Innovation Fund

The ESRC Centre for Climate Change Economics and Policy (CCCEP), which was established in 2008 to advance action on climate change through innovative, rigorous research, is currently supporting a second round of successful applicants to the Innovation Fund.

The aim of the fund is to stimulate the flow of innovative ideas on climate policy from both the practitioner and research communities. Applicants to the fund are asked to outline innovative ideas that could help to advance climate policy. Ideas can relate to climate change mitigation or adaptation, to any stage of the policy process from inception to impact, to any level from the global to the local and to any setting in the UK or internationally, including business and the voluntary sector. The key requirement is that ideas – when developed – have the potential to make a real contribution to the advancement of climate policy.
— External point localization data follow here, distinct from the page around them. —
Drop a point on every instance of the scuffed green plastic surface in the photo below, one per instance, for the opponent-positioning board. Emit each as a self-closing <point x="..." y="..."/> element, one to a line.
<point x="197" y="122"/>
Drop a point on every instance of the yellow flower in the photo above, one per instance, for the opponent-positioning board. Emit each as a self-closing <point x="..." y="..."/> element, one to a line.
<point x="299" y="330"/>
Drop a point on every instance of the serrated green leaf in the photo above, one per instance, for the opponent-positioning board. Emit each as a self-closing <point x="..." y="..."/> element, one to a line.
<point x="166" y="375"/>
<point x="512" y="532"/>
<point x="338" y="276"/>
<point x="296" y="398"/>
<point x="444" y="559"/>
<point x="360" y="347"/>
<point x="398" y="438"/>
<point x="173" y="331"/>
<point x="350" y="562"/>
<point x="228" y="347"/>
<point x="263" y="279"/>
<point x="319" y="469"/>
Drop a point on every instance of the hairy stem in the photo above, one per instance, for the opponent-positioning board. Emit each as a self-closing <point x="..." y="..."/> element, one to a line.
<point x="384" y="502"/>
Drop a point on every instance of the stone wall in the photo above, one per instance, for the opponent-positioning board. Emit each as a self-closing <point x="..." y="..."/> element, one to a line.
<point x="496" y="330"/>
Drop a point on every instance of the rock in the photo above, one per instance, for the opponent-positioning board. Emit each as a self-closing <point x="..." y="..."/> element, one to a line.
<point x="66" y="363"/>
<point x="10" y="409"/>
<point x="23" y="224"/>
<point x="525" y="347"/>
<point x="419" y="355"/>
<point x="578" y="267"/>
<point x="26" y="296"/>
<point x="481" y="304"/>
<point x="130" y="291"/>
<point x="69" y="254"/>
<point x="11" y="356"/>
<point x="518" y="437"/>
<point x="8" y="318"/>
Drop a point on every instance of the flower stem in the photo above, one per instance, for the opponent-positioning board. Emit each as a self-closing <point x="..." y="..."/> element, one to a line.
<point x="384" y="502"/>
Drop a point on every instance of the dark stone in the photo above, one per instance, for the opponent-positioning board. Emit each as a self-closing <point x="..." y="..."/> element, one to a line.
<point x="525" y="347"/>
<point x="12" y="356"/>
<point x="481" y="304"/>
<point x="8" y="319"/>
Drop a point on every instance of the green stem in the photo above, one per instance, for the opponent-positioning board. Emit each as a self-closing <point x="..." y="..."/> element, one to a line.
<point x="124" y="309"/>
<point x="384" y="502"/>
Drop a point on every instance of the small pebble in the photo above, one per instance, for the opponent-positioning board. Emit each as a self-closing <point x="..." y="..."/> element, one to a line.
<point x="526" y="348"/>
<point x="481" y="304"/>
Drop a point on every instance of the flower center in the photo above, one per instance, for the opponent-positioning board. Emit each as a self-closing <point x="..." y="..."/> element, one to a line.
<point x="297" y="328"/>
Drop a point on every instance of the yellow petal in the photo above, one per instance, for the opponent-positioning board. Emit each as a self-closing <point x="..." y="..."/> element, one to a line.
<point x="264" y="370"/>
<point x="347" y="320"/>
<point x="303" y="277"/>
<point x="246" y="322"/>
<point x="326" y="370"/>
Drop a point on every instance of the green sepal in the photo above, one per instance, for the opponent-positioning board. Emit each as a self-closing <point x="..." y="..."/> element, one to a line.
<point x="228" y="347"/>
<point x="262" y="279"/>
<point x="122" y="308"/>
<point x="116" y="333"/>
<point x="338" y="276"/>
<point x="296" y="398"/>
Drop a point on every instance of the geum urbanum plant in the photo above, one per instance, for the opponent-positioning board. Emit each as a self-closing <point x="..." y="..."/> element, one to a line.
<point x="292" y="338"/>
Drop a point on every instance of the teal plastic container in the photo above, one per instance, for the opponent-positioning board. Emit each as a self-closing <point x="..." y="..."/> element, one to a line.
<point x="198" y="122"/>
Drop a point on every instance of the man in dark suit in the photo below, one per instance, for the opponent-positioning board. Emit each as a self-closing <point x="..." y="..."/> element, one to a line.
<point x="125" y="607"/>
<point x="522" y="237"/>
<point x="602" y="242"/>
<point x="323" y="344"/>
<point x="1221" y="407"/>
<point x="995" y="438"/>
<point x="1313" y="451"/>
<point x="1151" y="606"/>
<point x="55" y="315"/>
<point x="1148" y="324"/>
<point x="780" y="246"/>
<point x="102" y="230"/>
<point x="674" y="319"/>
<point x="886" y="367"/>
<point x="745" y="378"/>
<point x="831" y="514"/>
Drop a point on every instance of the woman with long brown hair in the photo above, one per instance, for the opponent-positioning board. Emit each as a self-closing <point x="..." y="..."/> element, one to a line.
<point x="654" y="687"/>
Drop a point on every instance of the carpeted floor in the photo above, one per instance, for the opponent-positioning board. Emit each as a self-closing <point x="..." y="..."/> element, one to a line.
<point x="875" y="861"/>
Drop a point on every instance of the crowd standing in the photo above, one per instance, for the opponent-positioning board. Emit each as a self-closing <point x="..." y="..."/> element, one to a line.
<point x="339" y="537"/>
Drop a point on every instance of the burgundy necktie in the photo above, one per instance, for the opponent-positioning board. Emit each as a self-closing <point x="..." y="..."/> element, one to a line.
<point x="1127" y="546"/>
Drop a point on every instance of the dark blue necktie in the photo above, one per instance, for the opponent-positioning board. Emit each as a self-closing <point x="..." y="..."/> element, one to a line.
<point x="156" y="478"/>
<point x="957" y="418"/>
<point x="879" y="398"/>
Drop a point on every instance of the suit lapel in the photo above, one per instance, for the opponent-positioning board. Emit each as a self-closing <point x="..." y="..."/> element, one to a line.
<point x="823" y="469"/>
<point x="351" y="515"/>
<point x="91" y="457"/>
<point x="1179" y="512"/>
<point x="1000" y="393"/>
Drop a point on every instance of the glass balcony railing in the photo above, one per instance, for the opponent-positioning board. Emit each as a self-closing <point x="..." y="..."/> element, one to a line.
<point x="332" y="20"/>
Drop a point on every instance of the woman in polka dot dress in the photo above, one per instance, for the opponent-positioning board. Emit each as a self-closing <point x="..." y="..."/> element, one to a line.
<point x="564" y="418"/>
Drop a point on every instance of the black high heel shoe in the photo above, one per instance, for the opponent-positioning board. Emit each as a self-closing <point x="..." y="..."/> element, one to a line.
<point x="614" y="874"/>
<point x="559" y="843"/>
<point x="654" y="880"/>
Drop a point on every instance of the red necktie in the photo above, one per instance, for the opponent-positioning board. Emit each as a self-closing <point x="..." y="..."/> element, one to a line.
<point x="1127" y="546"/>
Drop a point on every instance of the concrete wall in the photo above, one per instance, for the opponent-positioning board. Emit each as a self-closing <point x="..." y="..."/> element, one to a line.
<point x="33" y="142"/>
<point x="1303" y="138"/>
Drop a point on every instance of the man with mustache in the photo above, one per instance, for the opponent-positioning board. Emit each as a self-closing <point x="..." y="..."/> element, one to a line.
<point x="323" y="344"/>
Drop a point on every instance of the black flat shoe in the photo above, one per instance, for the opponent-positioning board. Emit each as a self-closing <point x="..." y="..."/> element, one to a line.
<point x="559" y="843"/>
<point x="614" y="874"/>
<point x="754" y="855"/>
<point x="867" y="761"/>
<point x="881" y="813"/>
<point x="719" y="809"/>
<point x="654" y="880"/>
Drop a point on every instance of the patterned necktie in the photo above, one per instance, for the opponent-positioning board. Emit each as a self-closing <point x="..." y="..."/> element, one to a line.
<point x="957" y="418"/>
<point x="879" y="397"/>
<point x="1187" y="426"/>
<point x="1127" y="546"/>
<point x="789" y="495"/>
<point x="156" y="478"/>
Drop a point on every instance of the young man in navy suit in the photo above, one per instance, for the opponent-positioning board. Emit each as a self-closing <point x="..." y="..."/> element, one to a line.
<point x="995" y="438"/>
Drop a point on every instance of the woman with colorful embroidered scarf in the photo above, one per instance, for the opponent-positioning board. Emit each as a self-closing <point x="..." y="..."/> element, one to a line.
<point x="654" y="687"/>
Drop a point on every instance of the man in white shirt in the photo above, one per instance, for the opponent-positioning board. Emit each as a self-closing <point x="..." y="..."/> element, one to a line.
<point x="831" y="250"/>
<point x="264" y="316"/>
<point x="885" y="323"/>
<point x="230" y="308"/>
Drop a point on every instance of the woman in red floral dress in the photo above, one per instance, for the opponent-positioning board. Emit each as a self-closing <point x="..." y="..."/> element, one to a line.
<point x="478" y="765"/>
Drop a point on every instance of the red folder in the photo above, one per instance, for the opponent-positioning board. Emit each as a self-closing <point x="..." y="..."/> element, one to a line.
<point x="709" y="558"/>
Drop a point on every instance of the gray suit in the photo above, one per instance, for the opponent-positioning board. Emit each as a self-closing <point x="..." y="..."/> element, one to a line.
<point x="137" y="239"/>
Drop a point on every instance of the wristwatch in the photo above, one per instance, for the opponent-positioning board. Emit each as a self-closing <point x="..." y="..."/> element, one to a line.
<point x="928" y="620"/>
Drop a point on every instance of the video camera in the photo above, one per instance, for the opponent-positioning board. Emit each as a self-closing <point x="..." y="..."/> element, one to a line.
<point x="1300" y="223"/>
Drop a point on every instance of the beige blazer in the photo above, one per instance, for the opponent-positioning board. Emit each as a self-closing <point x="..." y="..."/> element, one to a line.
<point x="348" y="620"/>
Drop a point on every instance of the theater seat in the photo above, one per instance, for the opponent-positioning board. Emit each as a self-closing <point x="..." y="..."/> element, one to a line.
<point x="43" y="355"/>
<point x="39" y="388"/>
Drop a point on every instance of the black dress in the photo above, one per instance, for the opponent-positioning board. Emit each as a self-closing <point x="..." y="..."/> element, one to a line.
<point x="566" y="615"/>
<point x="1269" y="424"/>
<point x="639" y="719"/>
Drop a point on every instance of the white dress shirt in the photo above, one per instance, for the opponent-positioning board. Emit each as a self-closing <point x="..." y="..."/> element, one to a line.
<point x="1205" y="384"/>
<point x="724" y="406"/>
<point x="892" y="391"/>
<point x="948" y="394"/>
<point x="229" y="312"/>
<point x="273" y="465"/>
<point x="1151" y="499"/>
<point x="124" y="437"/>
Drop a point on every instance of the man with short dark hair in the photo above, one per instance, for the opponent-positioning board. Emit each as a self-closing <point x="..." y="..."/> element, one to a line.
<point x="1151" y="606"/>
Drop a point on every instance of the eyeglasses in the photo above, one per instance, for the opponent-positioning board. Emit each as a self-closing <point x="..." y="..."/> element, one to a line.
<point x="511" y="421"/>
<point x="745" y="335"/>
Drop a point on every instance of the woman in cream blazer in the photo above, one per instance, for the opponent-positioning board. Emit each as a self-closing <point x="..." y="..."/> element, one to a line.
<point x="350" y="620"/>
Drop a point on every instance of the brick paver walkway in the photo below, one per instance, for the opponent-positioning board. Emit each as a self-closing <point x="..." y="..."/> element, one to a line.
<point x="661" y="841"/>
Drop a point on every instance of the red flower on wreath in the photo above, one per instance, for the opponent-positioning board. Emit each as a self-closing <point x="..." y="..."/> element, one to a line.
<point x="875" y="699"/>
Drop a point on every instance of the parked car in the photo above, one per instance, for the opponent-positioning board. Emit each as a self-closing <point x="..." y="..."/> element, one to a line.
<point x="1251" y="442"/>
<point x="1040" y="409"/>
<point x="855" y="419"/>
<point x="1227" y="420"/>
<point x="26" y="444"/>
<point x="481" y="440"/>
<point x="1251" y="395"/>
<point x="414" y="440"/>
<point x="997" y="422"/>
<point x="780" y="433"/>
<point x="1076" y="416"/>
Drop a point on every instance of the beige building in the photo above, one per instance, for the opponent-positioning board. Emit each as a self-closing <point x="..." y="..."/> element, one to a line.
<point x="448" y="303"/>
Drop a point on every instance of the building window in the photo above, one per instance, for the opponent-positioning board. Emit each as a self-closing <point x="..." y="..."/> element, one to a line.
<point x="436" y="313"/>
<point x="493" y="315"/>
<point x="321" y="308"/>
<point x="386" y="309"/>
Ideas are developed in partnership with CCCEP researchers, either at the University of Leeds or at the London School of Economics and Political Science. Outputs from the work could include a CCCEP Policy Brief or Paper, a CCCEP academic working paper, a CCCEP event, etc. Please note that no further funding rounds will be available under the Innovation Fund.

The projects currently being funded under Round 2 of the Innovation are:


The Role of Domestic Institutions and FDI in Environmental Innovation: The Case of China

“China has an ambivalent relationship with its natural environment. Air, water and soil are severely polluted but China is also the world’s largest investor in renewable energy and clean tech. For China to improve its environmental track record, it needs to strengthen its output and effectiveness in environmental innovations. Environmental innovations are innovations that aim to reduce the environmental impact of goods and services. Stimulus for such efforts can come from foreign direct investments (FDI) by multinational enterprises (MNEs). MNEs typically possess more advanced technologies and management practices than local companies. By investing in a foreign market MNEs export such technologies and practices overseas as well. Local firms have been found to benefit from this transfer of technology through a number of mechanisms. To date, however, we do not know if FDI into China has had any positive, stimulating effects on environmental innovations and to what extent FDI effects is contingent on domestic institutions. The aim of this project is to explore quantitatively and qualitatively if and how FDI into China has triggered Chinese firms to become more active in environmental innovations.”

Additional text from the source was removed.